BACKGROUND:Subclinical thyroid dysfunction may be a risk factor for mortality in patients with heart failure and may be associated with dilated cardiomyopathy (DCM). This was a cohort study to examine the possible association between subclinical thyroid dysfunction and all-cause mortality in DCM patients, because the current evidence on this association remains elusive.METHODS AND RESULTS:A total of 963 DCM patients were evaluated for thyroid function. Of these patients, 7.1% (n = 68) had subclinical hyperthyroidism (defined as serum thyroid-stimulating hormone [TSH] <0.35 μIU/mL), 84.7% (n = 816) had euthyroidism (TSH 0.35-5.5 μIU/mL), and 8.2% (n = 79) had subclinical hypothyroidism (TSH >5.5 μIU/mL). There was a significant difference in all-cause mortality rates between patients with euthyroidism and patients with subclinical hyper- and hypothyroidism (21%, 38.2%, and 26.6%, respectively; log-rank χ(2) = 13.104; P = .001) with mean follow-up of 3.5 years. After adjustment for other confounding factors at baseline, QRS duration, N-terminal pro-B-type natriuretic peptide, New York Heart Association functional class, left atrial diameter, and subclinical hyperthyroidism (hazard ratio 1.793, 95% CI 1.010-3.183; P = .046) emerged as significant predictors of all-cause mortality.CONCLUSION:DCM patients with subclinical hyper- and hypothyroidism had higher all-cause mortality rates. However, only subclinical hyperthyroidism, not subclinical hypothyroidism, was an independent predictor for increased risk of all-cause mortality.

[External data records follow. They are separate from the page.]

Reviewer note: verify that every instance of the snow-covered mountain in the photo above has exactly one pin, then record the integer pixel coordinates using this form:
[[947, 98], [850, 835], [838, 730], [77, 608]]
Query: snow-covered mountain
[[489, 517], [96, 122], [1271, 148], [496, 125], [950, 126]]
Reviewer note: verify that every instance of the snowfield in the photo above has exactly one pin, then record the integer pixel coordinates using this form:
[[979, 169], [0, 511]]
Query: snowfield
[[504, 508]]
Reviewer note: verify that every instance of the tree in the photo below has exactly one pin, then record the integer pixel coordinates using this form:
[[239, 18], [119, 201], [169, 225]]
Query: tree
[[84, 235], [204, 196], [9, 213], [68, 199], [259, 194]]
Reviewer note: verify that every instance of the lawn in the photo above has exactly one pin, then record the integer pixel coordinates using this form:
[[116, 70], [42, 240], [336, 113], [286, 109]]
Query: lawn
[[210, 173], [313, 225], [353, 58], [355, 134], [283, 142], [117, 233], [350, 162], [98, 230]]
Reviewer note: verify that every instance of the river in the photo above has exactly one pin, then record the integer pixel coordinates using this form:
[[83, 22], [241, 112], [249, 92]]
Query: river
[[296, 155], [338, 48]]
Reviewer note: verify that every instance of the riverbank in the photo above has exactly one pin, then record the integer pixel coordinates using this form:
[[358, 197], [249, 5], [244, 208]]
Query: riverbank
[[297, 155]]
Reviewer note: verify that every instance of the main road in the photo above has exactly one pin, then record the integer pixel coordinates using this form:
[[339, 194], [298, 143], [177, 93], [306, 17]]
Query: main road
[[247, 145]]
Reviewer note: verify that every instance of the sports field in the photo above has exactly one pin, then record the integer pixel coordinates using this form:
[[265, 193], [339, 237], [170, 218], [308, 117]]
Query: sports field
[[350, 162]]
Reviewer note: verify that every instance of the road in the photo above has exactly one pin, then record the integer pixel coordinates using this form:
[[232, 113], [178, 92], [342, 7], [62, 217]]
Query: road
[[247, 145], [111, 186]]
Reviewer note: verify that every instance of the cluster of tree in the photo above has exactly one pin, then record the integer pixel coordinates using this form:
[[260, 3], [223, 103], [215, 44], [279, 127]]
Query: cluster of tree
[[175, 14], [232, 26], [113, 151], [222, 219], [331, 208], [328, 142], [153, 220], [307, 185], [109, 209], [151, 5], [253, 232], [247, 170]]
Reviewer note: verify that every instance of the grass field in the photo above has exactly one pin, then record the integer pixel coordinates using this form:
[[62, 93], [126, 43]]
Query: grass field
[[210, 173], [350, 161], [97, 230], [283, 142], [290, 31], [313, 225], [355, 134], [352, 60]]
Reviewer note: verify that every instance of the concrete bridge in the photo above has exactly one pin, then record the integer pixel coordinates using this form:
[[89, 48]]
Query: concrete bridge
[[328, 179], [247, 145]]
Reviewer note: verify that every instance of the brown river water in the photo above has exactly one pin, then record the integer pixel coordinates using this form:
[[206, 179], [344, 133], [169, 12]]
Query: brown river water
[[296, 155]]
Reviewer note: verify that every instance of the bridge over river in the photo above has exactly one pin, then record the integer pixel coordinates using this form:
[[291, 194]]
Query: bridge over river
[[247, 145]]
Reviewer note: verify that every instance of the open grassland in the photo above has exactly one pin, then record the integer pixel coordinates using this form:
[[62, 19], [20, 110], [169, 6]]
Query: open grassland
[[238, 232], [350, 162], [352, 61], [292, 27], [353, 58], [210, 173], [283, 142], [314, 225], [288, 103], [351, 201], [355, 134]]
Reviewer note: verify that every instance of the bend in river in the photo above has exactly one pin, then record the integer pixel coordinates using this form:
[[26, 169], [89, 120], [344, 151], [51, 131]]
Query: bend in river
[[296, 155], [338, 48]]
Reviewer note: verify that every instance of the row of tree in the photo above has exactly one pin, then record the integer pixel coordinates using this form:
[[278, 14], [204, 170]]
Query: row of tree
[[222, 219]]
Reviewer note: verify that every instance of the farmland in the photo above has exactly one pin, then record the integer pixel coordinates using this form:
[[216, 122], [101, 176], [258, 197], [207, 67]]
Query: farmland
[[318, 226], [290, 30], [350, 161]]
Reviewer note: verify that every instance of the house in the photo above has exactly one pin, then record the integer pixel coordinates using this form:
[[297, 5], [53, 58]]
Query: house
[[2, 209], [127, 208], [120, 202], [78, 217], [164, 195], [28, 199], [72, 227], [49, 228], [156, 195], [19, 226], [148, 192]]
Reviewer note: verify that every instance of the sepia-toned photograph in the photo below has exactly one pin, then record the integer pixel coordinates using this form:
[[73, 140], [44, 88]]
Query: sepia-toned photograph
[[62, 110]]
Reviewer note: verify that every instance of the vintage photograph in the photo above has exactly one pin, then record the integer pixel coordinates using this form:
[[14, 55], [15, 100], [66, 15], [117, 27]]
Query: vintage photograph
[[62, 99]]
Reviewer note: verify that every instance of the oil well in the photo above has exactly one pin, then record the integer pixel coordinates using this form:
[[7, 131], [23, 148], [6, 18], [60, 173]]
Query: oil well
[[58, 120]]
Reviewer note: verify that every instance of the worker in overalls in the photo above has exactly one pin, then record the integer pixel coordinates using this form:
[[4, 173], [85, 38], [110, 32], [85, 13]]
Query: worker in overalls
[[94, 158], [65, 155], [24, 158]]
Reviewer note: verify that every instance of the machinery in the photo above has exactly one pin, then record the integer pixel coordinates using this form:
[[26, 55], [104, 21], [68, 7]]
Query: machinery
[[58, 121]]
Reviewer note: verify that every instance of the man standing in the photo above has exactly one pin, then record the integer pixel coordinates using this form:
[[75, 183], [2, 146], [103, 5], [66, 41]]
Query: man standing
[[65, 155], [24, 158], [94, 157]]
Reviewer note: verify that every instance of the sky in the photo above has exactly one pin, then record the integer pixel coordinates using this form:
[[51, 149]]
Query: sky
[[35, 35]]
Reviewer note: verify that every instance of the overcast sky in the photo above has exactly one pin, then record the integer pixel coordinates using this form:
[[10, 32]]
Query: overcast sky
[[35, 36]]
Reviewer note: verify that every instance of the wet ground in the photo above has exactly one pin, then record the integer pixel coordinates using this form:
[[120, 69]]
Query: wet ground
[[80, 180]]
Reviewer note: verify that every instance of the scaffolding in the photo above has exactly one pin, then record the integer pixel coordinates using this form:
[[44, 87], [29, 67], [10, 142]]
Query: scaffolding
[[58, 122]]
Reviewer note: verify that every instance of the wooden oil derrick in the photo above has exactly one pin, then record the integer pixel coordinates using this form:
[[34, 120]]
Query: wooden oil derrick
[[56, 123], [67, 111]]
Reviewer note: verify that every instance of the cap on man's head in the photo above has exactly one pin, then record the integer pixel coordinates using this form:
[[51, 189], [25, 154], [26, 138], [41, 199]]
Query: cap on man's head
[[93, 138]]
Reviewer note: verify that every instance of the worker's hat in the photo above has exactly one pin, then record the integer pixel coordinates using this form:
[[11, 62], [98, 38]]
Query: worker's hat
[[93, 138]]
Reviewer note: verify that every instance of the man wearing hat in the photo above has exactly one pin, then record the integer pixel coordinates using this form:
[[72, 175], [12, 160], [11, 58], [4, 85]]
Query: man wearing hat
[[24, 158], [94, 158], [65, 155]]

The prognostic use of serum concentrations of cardiac troponin-I, CK-MB and myoglobin in patients with idiopathic dilated cardiomyopathy.

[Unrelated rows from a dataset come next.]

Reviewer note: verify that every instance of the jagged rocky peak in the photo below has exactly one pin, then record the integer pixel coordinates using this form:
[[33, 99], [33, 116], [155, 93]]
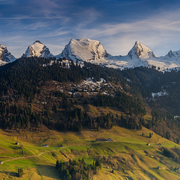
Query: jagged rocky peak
[[37, 49], [84, 49], [141, 51], [5, 55]]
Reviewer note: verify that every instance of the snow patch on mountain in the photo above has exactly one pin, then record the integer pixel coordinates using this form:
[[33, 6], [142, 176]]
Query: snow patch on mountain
[[85, 50], [141, 51], [37, 49]]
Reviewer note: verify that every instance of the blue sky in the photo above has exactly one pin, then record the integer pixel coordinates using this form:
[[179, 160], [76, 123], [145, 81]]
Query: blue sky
[[117, 24]]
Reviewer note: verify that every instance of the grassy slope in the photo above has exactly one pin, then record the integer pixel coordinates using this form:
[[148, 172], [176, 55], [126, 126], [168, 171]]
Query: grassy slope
[[126, 155]]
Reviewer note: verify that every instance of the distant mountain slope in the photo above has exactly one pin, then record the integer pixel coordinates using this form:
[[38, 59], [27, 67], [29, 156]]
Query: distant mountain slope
[[37, 49], [5, 55], [84, 50], [92, 51]]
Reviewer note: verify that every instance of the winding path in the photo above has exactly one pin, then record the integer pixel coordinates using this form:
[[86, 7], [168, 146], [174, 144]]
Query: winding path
[[24, 157]]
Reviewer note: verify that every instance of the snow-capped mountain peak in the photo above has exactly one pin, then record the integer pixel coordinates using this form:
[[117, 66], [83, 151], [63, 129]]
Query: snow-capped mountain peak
[[37, 49], [172, 54], [141, 51], [5, 55], [84, 50]]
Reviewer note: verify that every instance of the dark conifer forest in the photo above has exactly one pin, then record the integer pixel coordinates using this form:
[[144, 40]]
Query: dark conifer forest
[[23, 82]]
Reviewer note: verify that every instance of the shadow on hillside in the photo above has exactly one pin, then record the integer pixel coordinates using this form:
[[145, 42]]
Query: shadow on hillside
[[48, 171]]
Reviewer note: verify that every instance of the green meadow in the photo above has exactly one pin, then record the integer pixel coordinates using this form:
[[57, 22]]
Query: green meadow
[[128, 155]]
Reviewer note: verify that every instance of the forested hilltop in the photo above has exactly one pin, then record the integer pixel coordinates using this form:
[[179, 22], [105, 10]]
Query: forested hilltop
[[36, 93]]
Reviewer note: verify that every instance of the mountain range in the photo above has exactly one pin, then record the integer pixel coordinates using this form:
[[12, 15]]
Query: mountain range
[[92, 51]]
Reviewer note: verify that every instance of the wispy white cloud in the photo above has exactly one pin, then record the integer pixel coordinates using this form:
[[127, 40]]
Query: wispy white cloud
[[154, 31]]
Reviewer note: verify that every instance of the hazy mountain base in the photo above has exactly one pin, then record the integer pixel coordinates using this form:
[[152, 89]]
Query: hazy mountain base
[[128, 156]]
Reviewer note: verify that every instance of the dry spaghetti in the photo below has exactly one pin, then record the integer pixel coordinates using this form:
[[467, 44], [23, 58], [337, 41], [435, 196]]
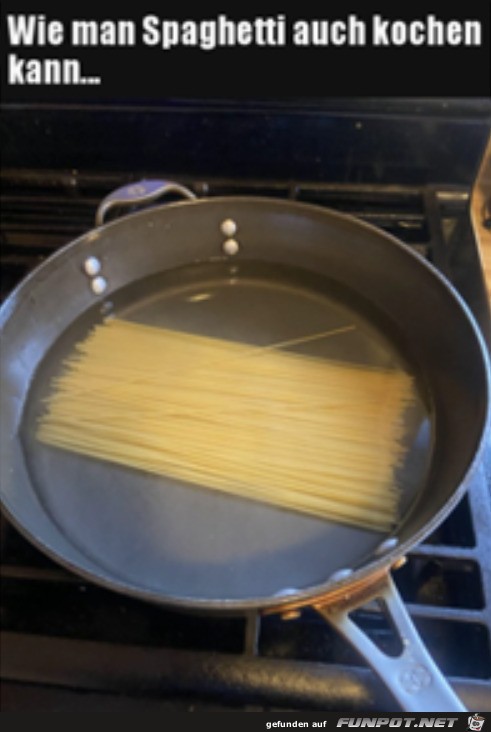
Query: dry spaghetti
[[303, 433]]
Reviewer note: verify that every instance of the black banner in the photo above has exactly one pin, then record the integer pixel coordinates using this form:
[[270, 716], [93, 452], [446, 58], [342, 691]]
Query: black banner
[[96, 52], [267, 721]]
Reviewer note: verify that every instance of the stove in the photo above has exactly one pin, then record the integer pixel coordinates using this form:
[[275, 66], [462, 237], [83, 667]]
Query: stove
[[68, 644]]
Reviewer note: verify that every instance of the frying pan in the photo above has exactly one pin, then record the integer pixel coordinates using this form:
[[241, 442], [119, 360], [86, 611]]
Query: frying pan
[[260, 271]]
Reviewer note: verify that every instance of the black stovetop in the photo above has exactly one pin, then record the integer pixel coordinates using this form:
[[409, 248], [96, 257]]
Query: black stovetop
[[68, 644]]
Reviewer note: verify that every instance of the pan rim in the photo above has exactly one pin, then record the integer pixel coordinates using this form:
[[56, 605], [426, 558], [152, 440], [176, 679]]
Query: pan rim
[[305, 595]]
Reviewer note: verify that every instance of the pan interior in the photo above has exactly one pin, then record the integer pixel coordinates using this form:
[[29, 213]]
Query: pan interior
[[160, 536]]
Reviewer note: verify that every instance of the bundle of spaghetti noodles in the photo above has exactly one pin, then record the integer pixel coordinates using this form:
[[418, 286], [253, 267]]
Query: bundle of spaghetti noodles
[[299, 432]]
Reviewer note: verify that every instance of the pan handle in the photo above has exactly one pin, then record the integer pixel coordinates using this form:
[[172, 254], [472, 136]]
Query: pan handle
[[141, 192], [412, 677]]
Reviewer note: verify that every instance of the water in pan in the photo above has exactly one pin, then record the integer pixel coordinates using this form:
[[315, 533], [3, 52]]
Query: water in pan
[[174, 540]]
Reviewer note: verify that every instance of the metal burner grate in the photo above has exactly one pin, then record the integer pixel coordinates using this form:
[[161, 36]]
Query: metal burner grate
[[56, 627]]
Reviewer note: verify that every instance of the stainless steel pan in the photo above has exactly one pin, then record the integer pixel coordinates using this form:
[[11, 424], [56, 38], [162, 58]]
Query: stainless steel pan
[[260, 271]]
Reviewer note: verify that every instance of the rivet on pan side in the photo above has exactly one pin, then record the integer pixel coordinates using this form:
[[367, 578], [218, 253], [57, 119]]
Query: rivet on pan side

OBJECTIVE:To examine the association between survival and serum concentrations of cTnI, CK-MB, and myoglobin in patients with idiopathic dilated cardiomyopathy (IDC).BACKGROUND:It has been suggested that elevated circulating biomarkers of myocardial damage such as cardiac troponin-I (cTnI), creatine kinase MB (CK-MB) and myoglobin are independent risk factors for mortality in patients with heart failure, and recent studies, although limited, showed that there was a potential association between cTnI and the prognosis of patients with dilated cardiomyopathy (DCM).METHODS:A cohort study was undertaken in 310 patients with IDC. Standard demographic information, transthoracic echocardiography, and routine blood tests were obtained shortly after hospital admission. Outcome was assessed with all-cause mortality.RESULTS:Among the 310 patients studied, 61 (19.7%) died during a mean follow-up of 2.2 years. There was a significant difference in the all-cause mortality rate between patients with serum cTnI >0.05 ng/mL and with cTnI ≤ 0.05 ng/mL (37.5% vs 15%, log-rank χ(2) = 18.423, P < 0.001). After adjustment for other factors associated with prognosis at baseline, serum cTnI >0.05 ng/mL, QRS duration, NYHA functional class and systolic blood pressure predicted all-cause mortality in patients with IDC. There was no association between circulating CK-MB and myoglobin levels and all-cause mortality in the studied IDC patients.CONCLUSION:Serum concentrations of cTnI but not CK-MB or myoglobin are an independent predictor of all-cause mortality in patients with IDC.